Man wird ihn, nach alldem, was er erleben musste, nicht fallenlassen, wurde ihm versprochen.
»Schaffen Sie das?«, greift ihm ein Pfleger fest unter die Achseln. »Wir gehen nur ein paar Schritte, hinüber zum Rollstuhl, und dann führ ich Sie ein wenig in den Hinterhof hinaus ins Grüne.«
Tief sind seine Atemzüge, herrlich ist die Luft, fast türkis, wie das Meer in seiner Heimat, ist der Himmel.
»Ich übergebe Sie jetzt, Sie haben Besuch.«
Kurz bleibt der Rollstuhl stehen.
»Nimmst du sie bitte, aber fest, ich brauch beide Hände«, hört er eine bekannte weibliche Stimme, sieht er, wie ihm sein Leben zurück in die Arme gelegt wird. Wie ein reinigender Regen fallen seine Tränen, Darya lächelt.
»Dolly, du …«, will er beginnen, doch ihm versagt gerührt die Stimme.
»Und wenn alles gutgeht, kommst du dann übernächste Woche nach Hause.«
»Wo zu Hause?«, fragt er.
»Bei uns, Noah, bei Darya und mir!«
Abfahrbereit steht der Pritschenwagen vor der Tür.
»Um Gottes willen, bist du rasiert, schaust du aus wie fremde Mann?«, begrüßt Danjela Hausmeister Petar Wollnar. Es wirkt also Wunder, das Entfernen eines konsequent getragenen Dreitagebartes, ebenso wie das Überstreifen eines gebügelten Polo-T-Shirts: »Trittst du wieder ein in katholische Kirche, oder was bist du aufgetakelt wie Firmling?«
Danjela also ist zu Scherzen aufgelegt, da hat sie allerdings, nach kurzer Fahrt zur Werkstatt, den aus seinem Gewölbekeller heraustretenden Willibald noch nicht gesehen.
»Ist, ist, ist das funkelnagelneue Hemd und neue Sakko, sieht gut aus, aber warum hast du gekauft ohne mich?

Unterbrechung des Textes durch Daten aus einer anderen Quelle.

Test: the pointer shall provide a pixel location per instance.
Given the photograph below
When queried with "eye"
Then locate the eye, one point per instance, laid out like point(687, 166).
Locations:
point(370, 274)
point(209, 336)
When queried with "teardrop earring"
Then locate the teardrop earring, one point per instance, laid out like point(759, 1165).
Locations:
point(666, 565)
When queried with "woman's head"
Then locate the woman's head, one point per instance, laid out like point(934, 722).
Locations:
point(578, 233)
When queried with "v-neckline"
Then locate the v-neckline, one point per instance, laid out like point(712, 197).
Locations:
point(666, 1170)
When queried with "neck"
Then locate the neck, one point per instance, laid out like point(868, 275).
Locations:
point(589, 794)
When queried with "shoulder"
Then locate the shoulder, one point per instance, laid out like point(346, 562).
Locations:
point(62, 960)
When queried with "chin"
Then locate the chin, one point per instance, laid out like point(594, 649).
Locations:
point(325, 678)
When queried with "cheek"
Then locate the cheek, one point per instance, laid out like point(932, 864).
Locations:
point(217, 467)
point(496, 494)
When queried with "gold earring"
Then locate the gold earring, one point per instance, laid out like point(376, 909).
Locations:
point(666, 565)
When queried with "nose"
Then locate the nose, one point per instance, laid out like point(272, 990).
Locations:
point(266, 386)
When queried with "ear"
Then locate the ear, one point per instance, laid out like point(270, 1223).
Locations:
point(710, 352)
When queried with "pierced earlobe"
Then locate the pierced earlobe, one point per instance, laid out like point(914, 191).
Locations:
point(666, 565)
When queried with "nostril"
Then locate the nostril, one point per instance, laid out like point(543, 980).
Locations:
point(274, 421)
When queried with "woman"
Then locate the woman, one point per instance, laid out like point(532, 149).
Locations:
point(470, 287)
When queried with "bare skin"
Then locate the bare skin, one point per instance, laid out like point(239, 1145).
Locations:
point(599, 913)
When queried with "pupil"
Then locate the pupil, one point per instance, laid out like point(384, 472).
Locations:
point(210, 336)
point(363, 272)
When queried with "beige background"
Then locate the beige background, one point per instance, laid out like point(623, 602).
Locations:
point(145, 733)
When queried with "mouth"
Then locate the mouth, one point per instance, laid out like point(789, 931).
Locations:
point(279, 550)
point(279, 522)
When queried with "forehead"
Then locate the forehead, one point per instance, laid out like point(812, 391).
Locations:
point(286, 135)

Und riechst du nach Rasierwasser?«, stammelt sie.
Der Metzger allerdings bringt gar kein Wort heraus. Blass ist sein Gesicht, feucht und zittrig sind seine Hände, und beim Ablegen des Jacketts sind sie unübersehbar, die mächtigen Schweißränder unter seinen Achseln.
»Warum geht dir nix gut? Sagst du mir bitte, wo fahren wir hin?«
»Psssst!«, ist alles, was der Metzger zustande bringt.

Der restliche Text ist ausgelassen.